Apple is world's most valuable brand, Samsung up to 8th

Tech companies dominate a new list of the world's most valuable brands, with Apple taking the top spot -- but Google and Samsung are close behind.

Tech companies dominate a new list of the world's most valuable brands, with Apple taking the top spot from perennial champ Coca-Cola in the respected Interbrand global survey.

The half-eaten apple is worth a staggering $98.3bn to the Californian company, according to Interbrand's analysis, up a whopping 28 per cent on last year. But Google is snapping at its heels in the number two spot, up 34 per cent to $93bn.

Other tech giants in the top 10 include IBM at 4, Microsoft at 5, Samsung at 8 and Intel at 9. HP, somehow, is at 15, losing just 1 per cent of its brand value, while Amazon is at 19, up a stonking 27 per cent to $23bn.

Samsung's also a robust riser, up 20 per cent to $39.6bn and climbing one place to 8, on the back of a slew of successful phones led by the Galaxy S4 .

Sony's travails with Internet security have seen it slump from 40 last year to 46, losing 8 per cent of its brand value -- although it can expect to see a sizeable bump next year, after its PlayStation 4 goes on sale.

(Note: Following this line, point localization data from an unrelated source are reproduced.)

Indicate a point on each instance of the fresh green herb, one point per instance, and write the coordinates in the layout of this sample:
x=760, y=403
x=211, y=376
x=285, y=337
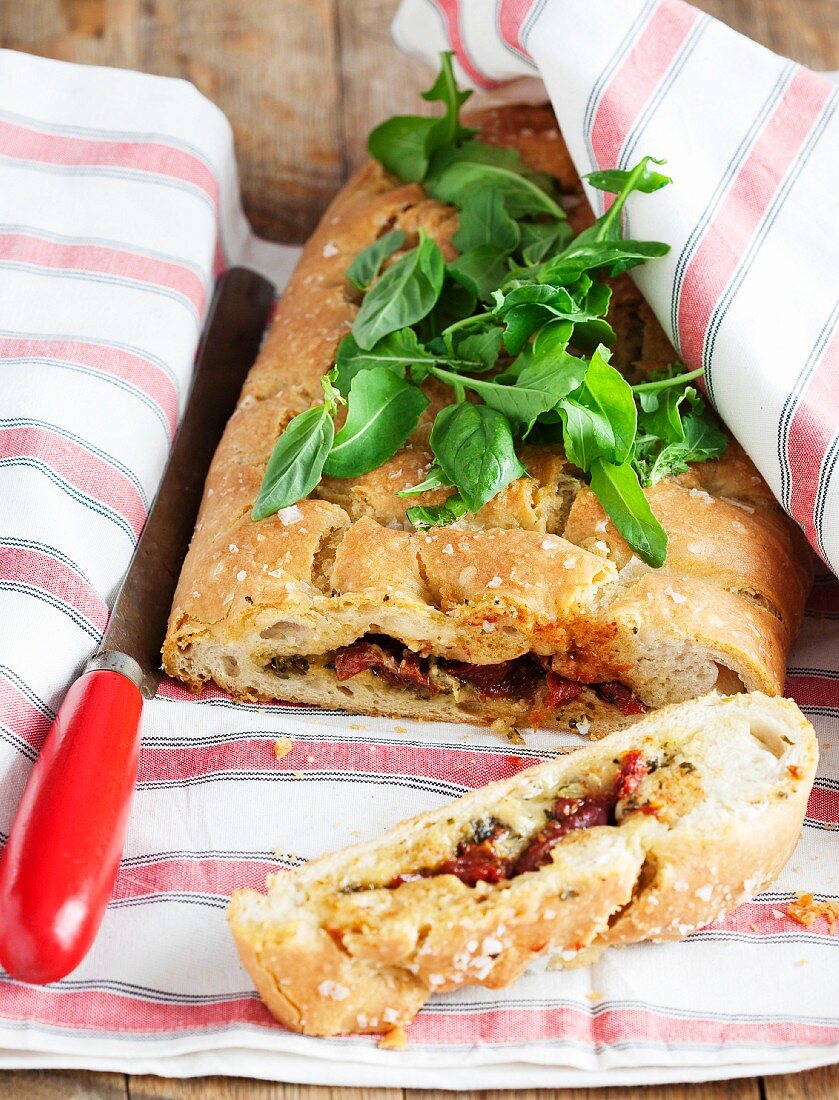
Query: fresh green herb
x=394, y=352
x=486, y=221
x=473, y=446
x=438, y=515
x=434, y=480
x=296, y=464
x=383, y=410
x=366, y=265
x=479, y=270
x=406, y=143
x=624, y=501
x=405, y=294
x=522, y=197
x=523, y=299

Nokia, however, took the biggest tumble, slumping from 19th biggest brand in the world last year to 57th. It lost 65 per cent of its brand value, down to a relatively meagre $7.4bn.

Despite much doom-mongering in the financial and tech press, Apple seems to have more than survived the death of Steve Jobs, it's clearly thriving. A spectacular 9 million new iPhones -- mostly the iPhone 5S -- were sold in the first three days it went on sale, up from 5 million last year. Not bad for a relatively minor update.

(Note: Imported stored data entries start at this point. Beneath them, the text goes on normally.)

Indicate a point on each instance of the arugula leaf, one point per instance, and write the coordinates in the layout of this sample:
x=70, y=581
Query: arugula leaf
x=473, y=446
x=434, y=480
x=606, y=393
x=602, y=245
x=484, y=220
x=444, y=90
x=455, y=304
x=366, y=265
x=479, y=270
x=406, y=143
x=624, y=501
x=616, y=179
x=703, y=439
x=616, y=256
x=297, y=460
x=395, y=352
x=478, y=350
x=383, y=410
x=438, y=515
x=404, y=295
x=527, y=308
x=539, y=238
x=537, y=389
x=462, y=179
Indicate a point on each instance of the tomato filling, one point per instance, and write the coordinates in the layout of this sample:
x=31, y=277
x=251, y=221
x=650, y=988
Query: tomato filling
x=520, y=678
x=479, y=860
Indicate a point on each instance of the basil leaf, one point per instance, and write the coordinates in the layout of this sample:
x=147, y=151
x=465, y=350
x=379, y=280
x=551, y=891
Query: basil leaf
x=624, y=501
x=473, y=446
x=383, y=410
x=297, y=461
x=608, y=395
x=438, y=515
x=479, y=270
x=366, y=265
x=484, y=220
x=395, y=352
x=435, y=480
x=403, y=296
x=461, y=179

It's the first time Coke has been knocked off the top spot since Interbrand launched the list in 2000. The list is compiled by analysing how much money the brand makes and how important the brand is in generating demand, which is measured by surveys and "expert panels". Various financial criteria exclude privately held companies such as Mars, public organisations such as the BBC, and one-country companies such as BT.